De chaque côté, de belles courbes bleues joliment polies par la force de la cascade m’accompagnent. Au fond, entre 6 et 8 m, une plage de sable noir. Des paillettes de sable volent, brillent dans un ciel d’eau pure. Je flotte dans le coeur du glacier, la tête dans une pluie d’étoiles qui filent librement dans le courant. Je suis émerveillé par cette poésie…
Une aspiration m’attire vers des entrailles ténébreuses. Au fond, une première faille de 2m de long de 50 cm de large m’entraîne vers une destination inconnue. Evrard me tient solidement par un bout de sécurité. Je continue l’exploration de l’autre côté et m’empreins de cet univers bouleversant; Je filme, photographie pour de futurs témoignages mais surtout pour partager. J’aurais tellement aimé qu’Evrard profite de cette immersion folle. Une autre fois…
Au bout d’une heure, il faut remonter ! Ils sont suspendus à leur corde et certainement trempés; Je remonte dans ma barque en plastique, heureux. Evrard aide Yann à remonter et me dit de l’attendre. C’est long, j’ai froid, je tire des bouts pour me réchauffer, tape sur la paroi avec mes pieds pour ne pas laisser le froid m’inonder. J’entends un bruit énorme et vois Evrard me crier quelque chose, et avec le vacarme je ne comprends rien. C’est peut-être une pierre, un morceau de glace auquel je viens d’échapper. J’apprendrai plus tard que c’était l’appareil de Yann qui est tombé dans la vasque.
Evrard arrivé, je tente de remonter. Mes pieds sont gelés. Avec mes moufles en néoprène, je fais de fausses manipulations. Evrard hurle mais je n’entends rien! j’enlève ma cagoule et suis ses directives avec difficulté. Son expérience, son recul finissent par me guider vers une lente remontée laborieuse.
Je profite quand même de la vision du tube de glace translucide avec des nuances de bleues et de vertes. C’est magnifique. J’arrive en haut, l’équipe me sécurise et éclaire Evrard, car la nuit est déjà tombée. Je l’attends avec impatience. Il remonte : OUF !
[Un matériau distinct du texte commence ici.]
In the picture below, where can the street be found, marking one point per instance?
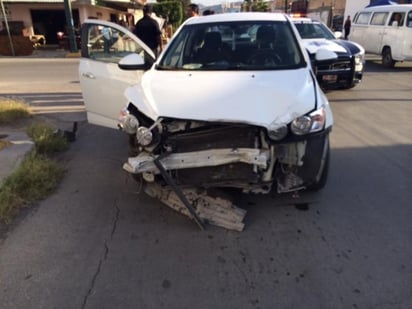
(97, 243)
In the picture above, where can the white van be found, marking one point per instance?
(385, 30)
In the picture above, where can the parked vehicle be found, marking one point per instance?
(217, 109)
(344, 72)
(385, 30)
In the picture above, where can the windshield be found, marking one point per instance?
(245, 45)
(314, 31)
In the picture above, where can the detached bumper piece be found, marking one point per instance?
(213, 210)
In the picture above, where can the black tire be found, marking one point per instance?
(320, 184)
(387, 60)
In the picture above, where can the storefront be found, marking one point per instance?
(46, 18)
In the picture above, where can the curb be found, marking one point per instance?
(13, 155)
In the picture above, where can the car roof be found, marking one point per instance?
(305, 20)
(241, 16)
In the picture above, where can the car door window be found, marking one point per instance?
(378, 19)
(362, 18)
(108, 44)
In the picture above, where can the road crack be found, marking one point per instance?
(104, 257)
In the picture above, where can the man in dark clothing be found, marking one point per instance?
(347, 26)
(147, 29)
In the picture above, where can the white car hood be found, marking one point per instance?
(252, 97)
(312, 45)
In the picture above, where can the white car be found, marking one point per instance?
(218, 108)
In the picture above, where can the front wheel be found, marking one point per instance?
(387, 59)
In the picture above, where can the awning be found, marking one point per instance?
(382, 2)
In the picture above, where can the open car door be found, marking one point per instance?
(102, 82)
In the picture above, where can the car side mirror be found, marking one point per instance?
(133, 62)
(325, 54)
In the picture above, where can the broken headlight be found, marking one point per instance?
(128, 122)
(144, 136)
(277, 134)
(310, 123)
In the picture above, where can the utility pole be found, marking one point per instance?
(3, 10)
(70, 26)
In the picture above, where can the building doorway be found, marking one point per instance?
(49, 22)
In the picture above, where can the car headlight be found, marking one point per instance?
(313, 122)
(128, 122)
(277, 133)
(144, 136)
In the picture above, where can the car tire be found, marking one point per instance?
(387, 59)
(324, 171)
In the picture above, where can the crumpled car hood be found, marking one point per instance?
(251, 97)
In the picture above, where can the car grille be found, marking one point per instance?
(335, 67)
(214, 138)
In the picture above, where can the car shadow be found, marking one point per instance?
(375, 65)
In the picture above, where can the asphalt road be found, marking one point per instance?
(97, 243)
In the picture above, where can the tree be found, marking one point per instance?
(255, 6)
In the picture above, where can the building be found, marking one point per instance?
(47, 17)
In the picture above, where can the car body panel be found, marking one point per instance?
(165, 95)
(101, 80)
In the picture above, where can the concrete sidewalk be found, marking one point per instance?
(18, 143)
(49, 52)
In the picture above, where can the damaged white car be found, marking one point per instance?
(231, 102)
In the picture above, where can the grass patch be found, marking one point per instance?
(34, 180)
(12, 110)
(46, 140)
(38, 175)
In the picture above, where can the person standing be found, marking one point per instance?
(193, 10)
(147, 29)
(347, 26)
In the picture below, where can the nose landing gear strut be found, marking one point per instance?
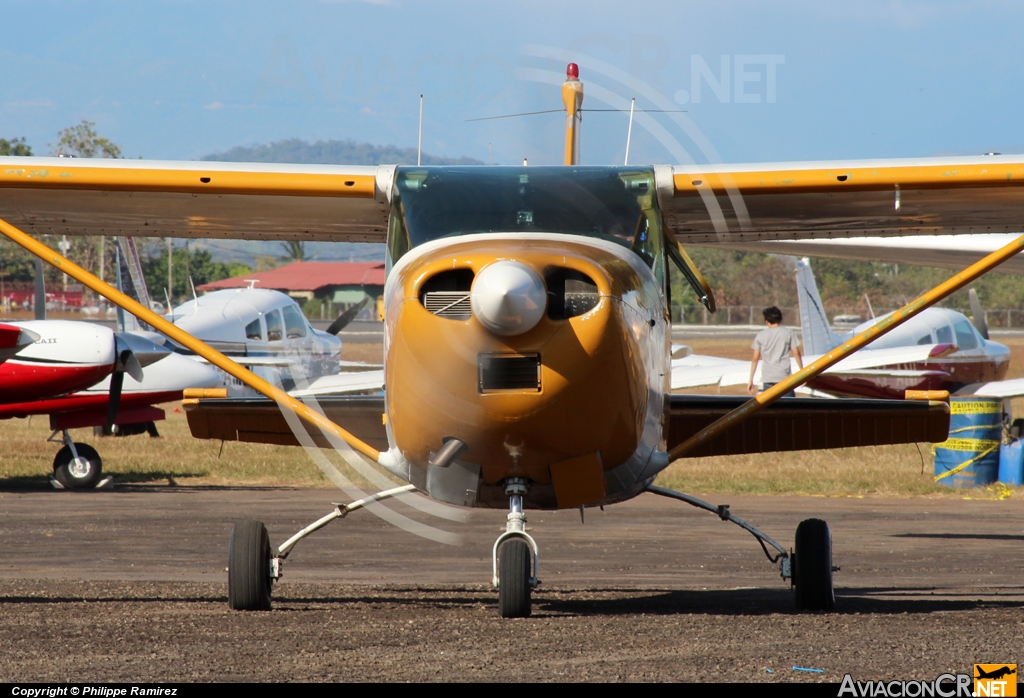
(513, 574)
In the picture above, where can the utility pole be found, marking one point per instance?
(170, 267)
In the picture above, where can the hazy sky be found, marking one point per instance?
(760, 81)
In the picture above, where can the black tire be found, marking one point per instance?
(81, 475)
(513, 579)
(249, 567)
(812, 567)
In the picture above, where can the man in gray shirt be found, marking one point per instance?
(774, 345)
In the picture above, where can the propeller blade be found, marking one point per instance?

Nous parlons peu et démontons, rangeons tout le dispositif. Il fait froid. Quelqu’un s’exclame, un « renard polaire ». En effet, nos bruits ont peut-être suscité sa curiosité. Il s’approche une première fois avec ses petites pattes sur la glace, une deuxième, une troisième. Nous apercevons ses yeux ronds. Cette rencontre étonnante nous fait tous sourire.
Les sacs sur le dos, nous quittons le glacier au dessus de ses failles bleues de plus en plus sombre. Les lampes éclairent le géant, nous le quittons pour toujours. Il est plus de 22 heures, Ingkasi nous attend au bord de la falaise. À bord, pas un mot. Je regarde l’équipe et Evrard : je lui sourie ! Malgré la difficulté, nous venons en équipe de réaliser quelque chose de grand. Certainement une grande première dans l’exploration que nous avons poussée à son paroxysme, grâce à l’audace d’Evrard et aux multiples compétences d’une équipe bien constitué.
À notre arrivée au camp, Raphaël nous avait préparé un excellent repas.